Este sistema, que demostró ser exitoso en las máquinas de escribir, se mantuvo en los teclados de computadoras y laptops que utilizamos en la actualidad. Incluso, en 1982, la idea fue registrada formalmente mediante una patente a nombre de June E. Botich, quien buscaba mejorar la precisión y rapidez en los entornos laborales. Así, el diseño se convirtió en un estándar universal en teclados físicos, persistiendo incluso en dispositivos ultradelgados y laptops modernas.

Décadas después, las rayas en F y J siguen cumpliendo su propósito original: reducir el tiempo perdido buscando teclas y aumentar la productividad al escribir.
¿Cómo colocar las manos correctamente en el teclado?
Para aprovechar al máximo las ventajas de estas marcas, es fundamental adoptar una postura adecuada frente al computador. La técnica recomendada comienza por sentarse con el tronco erguido, la espalda apoyada en el respaldo de la silla y los pies firmemente apoyados en el suelo, manteniendo una ligera inclinación hacia adelante para los brazos y antebrazos.
La distancia ideal entre el usuario y el teclado debe ser de entre 15 y 20 centímetros, lo que facilita una posición natural y cómoda. Los codos deben permanecer junto al cuerpo y algo más bajos que el nivel del teclado. Los hombros relajados, las muñecas alineadas con los antebrazos y los dedos curvados sobre las teclas guías son condiciones esenciales.

En cuanto a la digitación, los dedos índices de ambas manos deben descansar sobre las teclas F y J. De esta forma, la mano izquierda coloca el meñique en A, el anular en S, el corazón en D y el índice en F. La mano derecha ubica el meñique en Ñ, el anular en L, el corazón en K y el índice en J. Los pulgares se sitúan sobre la barra espaciadora, la cual generalmente se pulsa con el pulgar derecho.
Las rayas sobre F y J permiten regresar siempre a la posición base sin mirar el teclado, asegurando que cada dedo esté en el lugar correcto para alcanzar las teclas correspondientes.
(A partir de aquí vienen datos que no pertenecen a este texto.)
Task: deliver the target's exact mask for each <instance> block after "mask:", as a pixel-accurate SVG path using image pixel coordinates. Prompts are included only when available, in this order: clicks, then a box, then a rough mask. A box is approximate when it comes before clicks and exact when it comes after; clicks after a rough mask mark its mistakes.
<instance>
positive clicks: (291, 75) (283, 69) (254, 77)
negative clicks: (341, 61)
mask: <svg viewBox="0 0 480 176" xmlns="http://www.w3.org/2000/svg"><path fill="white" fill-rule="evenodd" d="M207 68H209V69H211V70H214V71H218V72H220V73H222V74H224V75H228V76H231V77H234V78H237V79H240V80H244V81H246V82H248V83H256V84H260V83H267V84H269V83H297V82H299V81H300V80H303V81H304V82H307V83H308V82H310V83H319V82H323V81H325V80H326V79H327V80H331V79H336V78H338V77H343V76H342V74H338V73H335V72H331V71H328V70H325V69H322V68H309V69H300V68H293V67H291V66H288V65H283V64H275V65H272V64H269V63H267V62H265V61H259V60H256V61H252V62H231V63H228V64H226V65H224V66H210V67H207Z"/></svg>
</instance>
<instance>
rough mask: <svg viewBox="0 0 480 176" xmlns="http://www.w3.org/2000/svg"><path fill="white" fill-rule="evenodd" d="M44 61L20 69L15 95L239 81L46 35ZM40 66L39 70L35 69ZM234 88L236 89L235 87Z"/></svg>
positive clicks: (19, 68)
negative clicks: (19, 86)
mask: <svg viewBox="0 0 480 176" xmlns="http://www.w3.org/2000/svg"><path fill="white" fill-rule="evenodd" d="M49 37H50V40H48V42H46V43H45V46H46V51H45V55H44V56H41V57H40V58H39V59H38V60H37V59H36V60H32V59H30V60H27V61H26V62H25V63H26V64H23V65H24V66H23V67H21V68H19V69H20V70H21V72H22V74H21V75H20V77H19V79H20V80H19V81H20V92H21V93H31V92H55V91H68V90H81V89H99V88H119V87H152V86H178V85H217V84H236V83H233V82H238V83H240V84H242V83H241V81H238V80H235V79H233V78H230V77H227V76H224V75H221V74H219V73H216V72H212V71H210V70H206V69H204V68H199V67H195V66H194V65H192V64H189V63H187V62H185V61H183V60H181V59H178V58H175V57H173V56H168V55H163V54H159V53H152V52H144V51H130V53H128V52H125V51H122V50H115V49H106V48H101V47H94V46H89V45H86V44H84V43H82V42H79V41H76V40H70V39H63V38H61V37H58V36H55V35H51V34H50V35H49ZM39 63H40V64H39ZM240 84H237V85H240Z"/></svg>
El movimiento al teclear debe provenir únicamente de los dedos, evitando desplazar la mano, la muñeca o el brazo.
Un golpeo parejo, con ritmo regular y pausas iguales entre pulsaciones, es clave para mecanografiar correctamente. Al terminar una línea, se debe utilizar la tecla ENTER y regresar las manos a las teclas guías antes de continuar.